0

I primarily work in R, but am trying to switch over to python to use some of the new tools in the osmnx package and have become stuck on getting an .graphml file created by igraph in R to be read in properly by osmnx in python.

tl;dr: the main question is if it is possible to manually specify the "node id" values when using the write_graph() function in R from the package igraph?

Longer version: I am taking an existing .graphml file "accra-1910.graphml" (downloadable from https://dataverse.harvard.edu/dataset.xhtml?persistentId=doi:10.7910/DVN/KA5HJ3, within the "ghana-GHA_graphml.zip" file).

I'm reading this .graphml file into R using read_graph() from the igraph package, subsetting to a subgraph of interest, saving a new .graphml file of the subgraph using write_graph() from the igraph package, and then trying to read the resulting new .graphml file back into osmnx in python using osmnx.load_graphml().

So in R, this looks like:

gml <- read_graph("accra-1910.graphml", format="graphml")
sub.t1 <- subgraph(gml, V(gml)[id %in% osmids.t1])
#note that osmids.t1 is a vector of vertex/node ids to subset to that i've created earlier in the R script
write_graph(sub.t1, "accra_pre1991.graphml", format="graphml")

Then in python, when I try to read "accra_pre1991.graphml" using:

G = ox.load_graphml(filepath="accra_pre1991.graphml")

I always get this error message:

node_id = self.node_type(node_xml.get("id"))
ValueError: invalid literal for int() with base 10: 'n0'

In checking the raw .graphml objects, I can see why this happens. The original file "accra-1910.graphml" has nodes indexed in this format:

    <node id="30729912">
      <data key="d4">5.5784766</data>
      <data key="d5">-0.1648661</data>
      <data key="d6">3</data>
      <data key="d7">51</data>
      <data key="d8">51</data>
      <data key="d9">51</data>
    </node>
    <node id="30729918">
      <data key="d4">5.5821678</data>
      <data key="d5">-0.1666711</data>
      <data key="d6">3</data>
      <data key="d7">40</data>
      <data key="d8">40</data>
      <data key="d9">46</data>
    </node>

Note that the node_ids take character values such as "30729912", etc.
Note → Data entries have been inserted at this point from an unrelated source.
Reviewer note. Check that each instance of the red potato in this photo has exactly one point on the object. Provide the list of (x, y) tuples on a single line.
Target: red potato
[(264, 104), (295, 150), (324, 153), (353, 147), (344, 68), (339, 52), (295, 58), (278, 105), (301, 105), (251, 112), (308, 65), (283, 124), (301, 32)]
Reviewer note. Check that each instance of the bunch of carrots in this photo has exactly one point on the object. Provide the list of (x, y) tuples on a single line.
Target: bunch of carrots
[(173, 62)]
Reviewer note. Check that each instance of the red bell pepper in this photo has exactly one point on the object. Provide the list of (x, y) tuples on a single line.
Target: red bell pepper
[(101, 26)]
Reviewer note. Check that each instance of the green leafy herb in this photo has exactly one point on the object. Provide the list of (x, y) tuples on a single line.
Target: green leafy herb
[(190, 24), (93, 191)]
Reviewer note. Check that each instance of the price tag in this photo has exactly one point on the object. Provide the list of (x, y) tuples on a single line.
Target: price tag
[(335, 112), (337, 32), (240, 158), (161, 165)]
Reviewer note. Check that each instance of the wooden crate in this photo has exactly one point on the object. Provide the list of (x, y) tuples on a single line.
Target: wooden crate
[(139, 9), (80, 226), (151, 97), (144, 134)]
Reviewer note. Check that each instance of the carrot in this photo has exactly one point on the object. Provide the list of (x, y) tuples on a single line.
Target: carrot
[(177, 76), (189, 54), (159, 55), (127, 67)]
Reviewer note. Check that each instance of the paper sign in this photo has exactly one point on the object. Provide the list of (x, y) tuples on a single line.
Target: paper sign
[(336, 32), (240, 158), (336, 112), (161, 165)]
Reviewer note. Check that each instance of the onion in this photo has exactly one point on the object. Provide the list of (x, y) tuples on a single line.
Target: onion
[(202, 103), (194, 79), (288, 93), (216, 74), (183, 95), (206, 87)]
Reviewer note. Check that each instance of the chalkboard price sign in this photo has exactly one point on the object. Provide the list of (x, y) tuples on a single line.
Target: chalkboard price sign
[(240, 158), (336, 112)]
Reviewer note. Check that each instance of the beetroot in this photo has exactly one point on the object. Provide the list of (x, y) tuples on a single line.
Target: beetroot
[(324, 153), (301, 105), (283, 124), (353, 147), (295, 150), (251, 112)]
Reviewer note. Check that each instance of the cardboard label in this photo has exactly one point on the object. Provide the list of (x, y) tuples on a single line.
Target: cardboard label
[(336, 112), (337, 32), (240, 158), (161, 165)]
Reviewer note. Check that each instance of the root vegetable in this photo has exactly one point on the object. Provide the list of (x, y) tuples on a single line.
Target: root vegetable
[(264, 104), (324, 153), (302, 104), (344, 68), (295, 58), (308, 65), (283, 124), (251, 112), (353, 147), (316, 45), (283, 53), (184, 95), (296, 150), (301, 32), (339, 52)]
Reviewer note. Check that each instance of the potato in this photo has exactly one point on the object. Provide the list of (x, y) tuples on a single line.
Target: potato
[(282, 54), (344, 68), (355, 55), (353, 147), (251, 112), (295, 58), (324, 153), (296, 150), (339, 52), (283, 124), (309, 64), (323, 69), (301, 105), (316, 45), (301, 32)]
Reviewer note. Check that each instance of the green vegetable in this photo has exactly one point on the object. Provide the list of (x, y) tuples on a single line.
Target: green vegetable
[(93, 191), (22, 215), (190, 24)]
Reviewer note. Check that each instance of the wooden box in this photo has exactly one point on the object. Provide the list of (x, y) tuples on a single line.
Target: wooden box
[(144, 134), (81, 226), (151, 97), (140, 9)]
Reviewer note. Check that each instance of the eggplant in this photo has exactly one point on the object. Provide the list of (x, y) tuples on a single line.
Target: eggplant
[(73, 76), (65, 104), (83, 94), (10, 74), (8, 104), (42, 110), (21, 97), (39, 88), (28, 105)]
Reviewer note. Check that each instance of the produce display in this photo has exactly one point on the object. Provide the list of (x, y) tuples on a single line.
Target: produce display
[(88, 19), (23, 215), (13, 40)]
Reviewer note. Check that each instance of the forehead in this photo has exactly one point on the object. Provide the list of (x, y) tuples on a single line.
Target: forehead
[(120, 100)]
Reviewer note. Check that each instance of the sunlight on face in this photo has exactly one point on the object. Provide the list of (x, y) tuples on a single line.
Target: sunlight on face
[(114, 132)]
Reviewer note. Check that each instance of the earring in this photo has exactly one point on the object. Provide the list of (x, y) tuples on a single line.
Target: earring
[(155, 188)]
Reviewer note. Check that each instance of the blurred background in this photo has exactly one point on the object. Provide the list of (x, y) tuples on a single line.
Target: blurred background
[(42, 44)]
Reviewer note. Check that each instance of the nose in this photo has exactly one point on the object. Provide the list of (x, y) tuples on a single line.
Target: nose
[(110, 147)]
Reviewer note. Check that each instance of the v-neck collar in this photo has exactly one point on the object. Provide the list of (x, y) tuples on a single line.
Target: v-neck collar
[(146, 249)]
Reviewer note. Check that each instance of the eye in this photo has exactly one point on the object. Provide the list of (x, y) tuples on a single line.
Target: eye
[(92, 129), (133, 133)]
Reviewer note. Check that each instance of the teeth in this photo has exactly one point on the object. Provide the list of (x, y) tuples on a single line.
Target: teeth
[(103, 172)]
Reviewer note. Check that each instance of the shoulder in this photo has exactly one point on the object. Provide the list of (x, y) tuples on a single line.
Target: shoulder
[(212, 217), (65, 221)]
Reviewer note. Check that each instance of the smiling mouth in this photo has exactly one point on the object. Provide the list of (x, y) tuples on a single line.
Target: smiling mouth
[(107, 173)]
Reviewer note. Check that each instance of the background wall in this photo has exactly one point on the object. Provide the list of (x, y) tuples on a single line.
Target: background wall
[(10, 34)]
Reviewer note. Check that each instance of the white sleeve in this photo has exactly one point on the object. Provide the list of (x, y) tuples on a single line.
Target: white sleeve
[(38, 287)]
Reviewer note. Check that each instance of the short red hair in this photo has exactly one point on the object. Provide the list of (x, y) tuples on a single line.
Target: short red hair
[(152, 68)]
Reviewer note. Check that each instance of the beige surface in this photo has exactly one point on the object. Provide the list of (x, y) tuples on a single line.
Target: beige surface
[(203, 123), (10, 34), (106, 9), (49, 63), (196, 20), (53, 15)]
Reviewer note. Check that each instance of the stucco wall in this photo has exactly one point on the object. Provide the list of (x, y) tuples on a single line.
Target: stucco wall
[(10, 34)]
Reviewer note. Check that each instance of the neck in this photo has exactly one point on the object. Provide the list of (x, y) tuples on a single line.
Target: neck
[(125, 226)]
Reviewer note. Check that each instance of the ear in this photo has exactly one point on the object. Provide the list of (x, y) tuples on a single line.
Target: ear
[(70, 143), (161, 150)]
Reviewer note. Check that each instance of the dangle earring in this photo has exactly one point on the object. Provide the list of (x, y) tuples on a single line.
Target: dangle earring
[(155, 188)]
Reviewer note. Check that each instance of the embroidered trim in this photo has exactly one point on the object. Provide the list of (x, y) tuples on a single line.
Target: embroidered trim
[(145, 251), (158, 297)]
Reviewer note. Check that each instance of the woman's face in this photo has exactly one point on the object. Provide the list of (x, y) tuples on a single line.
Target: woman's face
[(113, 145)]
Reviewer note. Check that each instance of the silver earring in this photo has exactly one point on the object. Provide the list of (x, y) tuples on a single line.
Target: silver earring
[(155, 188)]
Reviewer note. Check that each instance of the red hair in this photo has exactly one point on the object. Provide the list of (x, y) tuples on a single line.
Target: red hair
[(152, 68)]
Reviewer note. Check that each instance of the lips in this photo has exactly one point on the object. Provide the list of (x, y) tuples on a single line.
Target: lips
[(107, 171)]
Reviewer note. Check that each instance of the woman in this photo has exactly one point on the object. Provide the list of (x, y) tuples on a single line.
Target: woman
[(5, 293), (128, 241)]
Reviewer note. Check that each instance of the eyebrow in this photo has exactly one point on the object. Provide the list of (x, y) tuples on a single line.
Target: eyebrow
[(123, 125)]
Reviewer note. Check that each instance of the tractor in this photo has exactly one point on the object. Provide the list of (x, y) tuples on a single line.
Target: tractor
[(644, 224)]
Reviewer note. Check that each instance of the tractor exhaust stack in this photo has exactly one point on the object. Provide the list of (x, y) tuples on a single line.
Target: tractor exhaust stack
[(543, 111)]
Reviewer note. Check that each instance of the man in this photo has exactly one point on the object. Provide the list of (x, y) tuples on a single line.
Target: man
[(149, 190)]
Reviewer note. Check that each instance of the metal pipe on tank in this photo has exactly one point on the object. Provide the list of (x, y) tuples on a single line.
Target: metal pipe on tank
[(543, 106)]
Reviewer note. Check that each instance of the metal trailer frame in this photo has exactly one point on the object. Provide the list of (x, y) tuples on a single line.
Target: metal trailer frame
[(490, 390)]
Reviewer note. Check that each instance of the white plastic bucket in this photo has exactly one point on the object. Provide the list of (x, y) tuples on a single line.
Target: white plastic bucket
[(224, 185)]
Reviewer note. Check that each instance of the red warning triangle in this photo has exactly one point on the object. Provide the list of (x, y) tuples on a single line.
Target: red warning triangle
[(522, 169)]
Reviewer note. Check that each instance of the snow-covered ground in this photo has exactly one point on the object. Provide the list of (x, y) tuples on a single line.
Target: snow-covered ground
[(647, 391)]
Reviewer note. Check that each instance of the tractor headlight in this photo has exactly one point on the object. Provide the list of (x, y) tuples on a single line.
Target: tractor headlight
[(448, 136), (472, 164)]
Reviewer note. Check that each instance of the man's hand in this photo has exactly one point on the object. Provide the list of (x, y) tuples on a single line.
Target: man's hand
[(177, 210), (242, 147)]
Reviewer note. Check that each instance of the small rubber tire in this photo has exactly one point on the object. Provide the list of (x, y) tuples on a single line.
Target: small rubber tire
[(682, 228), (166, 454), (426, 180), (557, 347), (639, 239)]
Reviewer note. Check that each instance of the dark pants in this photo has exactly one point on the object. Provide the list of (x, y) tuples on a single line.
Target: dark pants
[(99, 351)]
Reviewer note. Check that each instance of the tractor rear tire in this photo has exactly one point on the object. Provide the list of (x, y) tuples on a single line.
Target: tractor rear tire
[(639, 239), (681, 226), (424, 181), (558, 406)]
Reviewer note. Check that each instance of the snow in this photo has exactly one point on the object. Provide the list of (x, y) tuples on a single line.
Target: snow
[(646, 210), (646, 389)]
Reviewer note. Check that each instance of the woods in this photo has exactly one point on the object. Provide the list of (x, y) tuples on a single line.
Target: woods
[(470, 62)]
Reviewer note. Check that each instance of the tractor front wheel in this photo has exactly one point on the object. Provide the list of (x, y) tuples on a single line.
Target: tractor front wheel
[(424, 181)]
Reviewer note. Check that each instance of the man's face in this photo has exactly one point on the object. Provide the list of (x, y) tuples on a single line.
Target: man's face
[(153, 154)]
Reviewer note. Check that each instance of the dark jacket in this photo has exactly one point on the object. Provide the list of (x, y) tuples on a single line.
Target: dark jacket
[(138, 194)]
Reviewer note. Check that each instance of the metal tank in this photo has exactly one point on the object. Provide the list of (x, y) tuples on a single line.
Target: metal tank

However, the .graphml file produced by write_graph() from igraph in R, always take this format instead:

 <node id="n0">
      <data key="v_highway"></data>
      <data key="v_elevation_srtm">51</data>
      <data key="v_elevation_aster">51</data>
      <data key="v_elevation">51</data>
      <data key="v_street_count">3</data>
      <data key="v_x">-0.1648661</data>
      <data key="v_y">5.5784766</data>
      <data key="v_id">30729912</data>
    </node>
    <node id="n1">
      <data key="v_highway"></data>
      <data key="v_elevation_srtm">46</data>
      <data key="v_elevation_aster">40</data>
      <data key="v_elevation">40</data>
      <data key="v_street_count">3</data>
      <data key="v_x">-0.1666711</data>
      <data key="v_y">5.5821678</data>
      <data key="v_id">30729918</data>
    </node>

Here, igraph has automatically created a new index of node ids "n0", "n1", "n2", and so on, and is storing the old ids as data attributes for the node, as in <data key="v_id">30729918</data>. osmnx in python then can't parse this new id formatting and is getting stuck on the very first node id value (thus the error: "invalid literal for int() with base 10: 'n0'" in which it can't handle a non-numeric character in the node id values)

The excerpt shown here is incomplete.